Middle East Energy Attacks and Market Impact
The conflict escalated on March 18, 2026, when Israel struck Iran's South Pars gas field on the twentieth day of the Iran-Israel conflict. Overnight on March 19, Iran retaliated with ballistic missiles targeting Qatar's Ras Laffan liquefied natural gas (LNG) complex. One missile penetrated defenses, causing extensive damage to the world's largest LNG facility, which declared force majeure. Iran also struck gas fields in the United Arab Emirates and refineries near Riyadh in Saudi Arabia.
Gulf governments condemned the attacks. Qatar's foreign ministry called the strikes a flagrant violation of sovereignty and urged de-escalation. Saudi officials said their patience had been tested and hinted at possible political or other responses.
The energy disruptions pushed Brent crude prices to an intraday range of $113 to $119 per barrel, a 6% to 10% jump and about 48% higher since the conflict began. U.S. West Texas Intermediate crude traded near $97 per barrel, while European natural gas prices rose 23% to 35%.

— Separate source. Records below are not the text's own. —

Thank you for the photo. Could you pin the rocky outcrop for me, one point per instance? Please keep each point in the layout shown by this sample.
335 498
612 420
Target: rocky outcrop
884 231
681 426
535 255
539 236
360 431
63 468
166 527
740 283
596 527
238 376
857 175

U.S. equity benchmarks closed at 2026 lows amid risk-off sentiment. The Dow Jones Industrial Average fell 0.6%, the S&P 500 declined 0.9%, and the Nasdaq dropped 1.2%. Futures had signaled the pullback before the open.
Inflation data and Federal Reserve guidance added to selling pressure. The U.S. Producer Price Index rose 0.7% month-over-month in February 2026. The Fed raised its 2026 inflation forecast to 2.6%–2.7%, with core inflation excluding energy at 2.7%. It said it would hold policy rates steady and projected one rate reduction in 2026 and another in 2027. The central bank warned that higher energy costs would push near-term inflation, though the scope and duration remained uncertain.
Energy-policy analysts warned that restoring Gulf facilities could take months. A Center on Global Energy Policy assessment called restarting Ras Laffan before mid-2026 ambitious. Other estimates ranged from three to six months. Reopening mined shipping routes such as the Straits of Hormuz could also take months, potentially keeping energy prices elevated and complicating the Fed’s efforts to return inflation to target.